FINANCENET
© APA/dpa-Zentralbild/Jens Büttner

SchockwelleDie Pandemie wird ihren verheerenden Einfluss auf die europäischen Unternehmen wohl erst im Herbst zeigen.

Redaktion 03.07.2020

Es ist Feuer auf Europas Dach

Coface-Analyse: Die wirtschaftlichen Folgen der Pandemie sind in Europa von beispiellosem Ausmaß.

••• Von Reinhard Krémer

WIEN. Angebots-Nachfrage-Schock, zumindest teilweiser Produktionsstopp, Rückgang des Konsums durch Mobilitätseinschränkungen – all das mussten Unternehmen in Europa krisenbedingt verdauen.

Der Rückgang der Einnahmen hat die Liquiditätslage der Unternehmen verschlechtert, was zu einer Zunahme der Zahlungsverzögerungen – und letztlich zu Zahlungsausfällen – geführt hat, orten die Experten des Kreditversicherers Coface in einer aktuellen Studie.

Klamme Kassen

In den meisten europäischen Ländern müssen Zahlungsausfälle innerhalb einer bestimmten Frist durch den Geschäftsführer des Unternehmens, der ansonsten persönlich haftbar gemacht würde, der zuständigen Behörde gemeldet werden.

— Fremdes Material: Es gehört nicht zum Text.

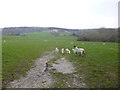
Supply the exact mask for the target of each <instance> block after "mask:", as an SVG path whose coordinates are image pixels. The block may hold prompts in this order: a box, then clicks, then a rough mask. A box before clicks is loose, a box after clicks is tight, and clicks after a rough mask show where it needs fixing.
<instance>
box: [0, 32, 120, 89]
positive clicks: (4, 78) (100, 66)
mask: <svg viewBox="0 0 120 90" xmlns="http://www.w3.org/2000/svg"><path fill="white" fill-rule="evenodd" d="M3 40H6V43H2V51H3V52H2V61H3V65H2V68H3V71H2V76H3V78H2V79H3V81H4V83H3V84H4V85H5V84H7V83H8V82H9V81H11V80H13V79H16V78H19V77H20V75H25V72H26V71H28V70H29V69H30V68H31V65H32V63H33V61H34V60H35V59H37V58H39V57H40V56H41V55H43V52H44V51H50V50H54V49H55V47H58V48H59V49H61V48H62V47H64V48H69V49H72V48H73V45H71V44H70V43H71V42H73V43H74V45H76V46H79V47H83V48H85V50H86V56H84V57H81V56H75V55H74V54H73V52H72V54H70V55H67V54H65V55H64V56H66V57H67V58H68V59H69V60H70V61H71V62H73V63H74V65H75V67H77V69H78V71H77V73H80V74H85V76H86V77H85V82H86V83H87V84H88V86H89V87H117V86H118V83H117V82H118V44H117V43H110V42H107V43H106V45H104V46H103V45H102V42H78V41H76V37H73V36H68V35H66V36H64V35H60V36H54V35H52V34H50V33H49V32H39V33H38V32H37V33H29V34H26V36H25V37H24V36H3ZM46 40H47V41H46ZM82 43H84V45H83V44H82ZM93 43H95V44H96V45H95V46H94V45H93ZM55 59H56V58H54V59H53V61H54V60H55ZM61 87H62V86H61Z"/></svg>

Diese wird dann ein Insolvenzverfahren einleiten. Um jedoch gleichzeitig die Struktur und die Erholungsfähigkeit ihrer Volkswirtschaften zu schützen, sobald die Pandemie unter Kontrolle ist, hat die überwiegende Mehrheit der europäischen Regierungen zwei wichtige Schritte unternommen.

Sofortmaßnahmen

Zum einen die Umsetzung von Maßnahmen zur Unterstützung des Cashflows der Unternehmen – wie die Stundung oder Streichung von Sozialversicherungsbeiträgen und Steuern oder staatliche Garantien für von Banken gewährte Kredite –und zum anderen die vorübergehende Änderung des rechtlichen Rahmens, der Insolvenzverfahren regelt.

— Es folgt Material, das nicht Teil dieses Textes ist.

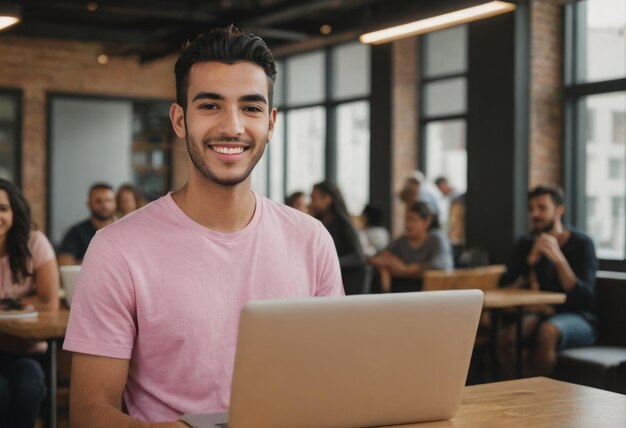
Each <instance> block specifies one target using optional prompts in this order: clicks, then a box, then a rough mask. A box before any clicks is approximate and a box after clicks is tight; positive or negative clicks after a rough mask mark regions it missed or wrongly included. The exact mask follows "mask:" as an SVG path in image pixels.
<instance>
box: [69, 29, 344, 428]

Die deutsche Bundesregierung hat vorgeschlagen, die Verpflichtung für Unternehmensleiter, innerhalb von drei Wochen nach Feststellung der Zahlungsunfähigkeit oder Überschuldung ein Verfahren einzuleiten, bis zum 30. September 2020 auszusetzen. Diese Maßnahme könnte durch einen Erlass des Bundesjustizministeriums bis zum 31. März 2021 verlängert werden.
Spanien hat sich dafür entschieden, bis zum 31. Dezember (zunächst zwei Monate nach Einstellung der Zahlungen) auf diese Anforderung zu verzichten; in Italien ist nur die Staatsanwaltschaft befugt, bis zum 30. Juni ein Versäumnisverfahren einzuleiten.

Lockerer Griff

In Frankreich ist der Geschäftsführer eines Unternehmens bis zum 24. August nicht mehr verpflichtet, innerhalb von 45 Tagen nach Eintritt der Zahlungseinstellung ein Insolvenzverfahren einzuleiten, da er andernfalls für die verspätete Beantragung des Konkurses haftbar gemacht werden kann. Bis zu diesem Zeitpunkt wird das Bestehen oder Nichtbestehen einer Zahlungsaussetzung auf der Grundlage der Situation des Unternehmens am 12. März beurteilt.

Was auf uns zukommt

Nach den Prognosemodellen von Coface wird erwartet, dass die Zahl der Insolvenzen in der zweiten Hälfte des Jahres 2020 und im Jahr 2021 in ganz Europa stark ansteigen wird. Deutschland, das am wenigsten betroffene Land, ist nach wie vor auf dem Weg zu einem Anstieg der Insolvenzen um 12% zwischen Ende 2019 und Ende 2021.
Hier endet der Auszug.